El doctor Agustín Serés plantea nuevos retos en el 25 aniversario de la Asociación
HUESCA.- El doctor Agustín Serés, una autoridad a nivel mundial sobre genética y Síndrome de Down, animó ayer en Huesca a la sociedad a asumir nuevos retos para dignificar la vida de las personas que padecen esta alteración cromosómica. "Nadie conoce sus límites", proclamó en una conferencia,
en la que también espetó: "Es la hora del Síndrome de Down, no la dejemos escapar".
El doctor acudió a la capital oscense para participar en la celebración de las bodas de plata de la Asociación Down Huesca, que se constituyó oficialmente hace 25 años, el 20 de marzo. Se da la circunstancia de que la ONU no decidió hasta diciembre de 2011 designar el 21 de marzo para conmemorar el Día Mundial del Síndrome de Down.

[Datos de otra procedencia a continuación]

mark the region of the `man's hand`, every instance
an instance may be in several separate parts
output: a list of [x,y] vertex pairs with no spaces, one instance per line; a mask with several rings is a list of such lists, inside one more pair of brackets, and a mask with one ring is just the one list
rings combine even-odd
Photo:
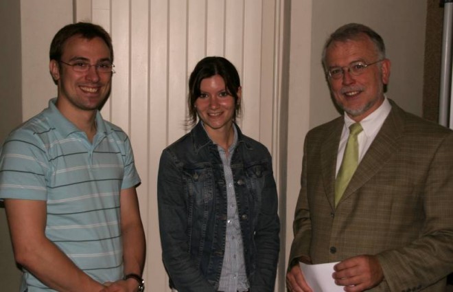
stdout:
[[377,286],[384,273],[375,256],[358,256],[342,260],[334,267],[332,278],[347,292],[360,292]]
[[313,292],[305,282],[299,265],[292,267],[286,274],[286,287],[290,292]]

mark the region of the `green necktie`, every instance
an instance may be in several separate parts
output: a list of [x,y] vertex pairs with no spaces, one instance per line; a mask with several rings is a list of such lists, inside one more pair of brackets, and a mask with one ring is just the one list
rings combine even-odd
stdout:
[[349,126],[349,137],[347,138],[343,160],[335,180],[335,207],[343,195],[352,175],[358,164],[358,142],[357,136],[363,131],[360,123]]

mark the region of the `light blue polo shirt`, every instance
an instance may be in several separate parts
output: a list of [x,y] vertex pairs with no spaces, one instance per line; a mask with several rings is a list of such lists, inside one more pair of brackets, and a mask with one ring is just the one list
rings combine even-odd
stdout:
[[[7,137],[0,154],[0,199],[47,201],[45,234],[99,282],[123,275],[119,193],[140,183],[127,135],[96,115],[93,144],[55,106]],[[27,271],[22,289],[49,291]]]

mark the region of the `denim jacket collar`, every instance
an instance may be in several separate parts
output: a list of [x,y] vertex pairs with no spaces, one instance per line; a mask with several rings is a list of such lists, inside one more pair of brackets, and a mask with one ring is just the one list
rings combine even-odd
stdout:
[[[244,143],[247,149],[251,150],[251,146],[244,141],[244,136],[239,126],[237,126],[236,123],[233,122],[233,124],[237,131],[237,146]],[[201,121],[199,121],[196,126],[192,129],[191,134],[192,137],[192,145],[194,146],[194,150],[196,153],[198,153],[203,147],[207,146],[209,144],[213,145],[213,142],[211,140],[207,133],[206,133],[206,131],[203,128],[203,125],[202,124]]]

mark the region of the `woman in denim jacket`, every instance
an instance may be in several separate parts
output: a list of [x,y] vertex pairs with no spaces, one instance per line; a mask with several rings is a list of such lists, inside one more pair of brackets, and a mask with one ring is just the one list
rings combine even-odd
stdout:
[[[165,148],[157,197],[163,260],[178,292],[273,291],[277,195],[266,147],[244,135],[239,74],[207,57],[189,80],[190,133]],[[198,118],[197,118],[198,117]]]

Down Huesca celebró ayer en el Palacio de Congresos su efeméride, con un acto en el que además de algunas intervenciones se inauguró en las inmediaciones de este espacio un reloj de sol diseñado por el propio Agustín Serés.
Al acto asistieron el alcalde de la ciudad, Luis Felipe, el concejal de Derechos Sociales, Manuel Rodríguez, la diputada de Asuntos Sociales, Susana Blanes, el director provincial del IASS, Eloy Torre, las concejalas Ana Alós y Teruca Moreno, y el expresidente de la DPH, Rodolfo Aínsa, entre otras personalidades.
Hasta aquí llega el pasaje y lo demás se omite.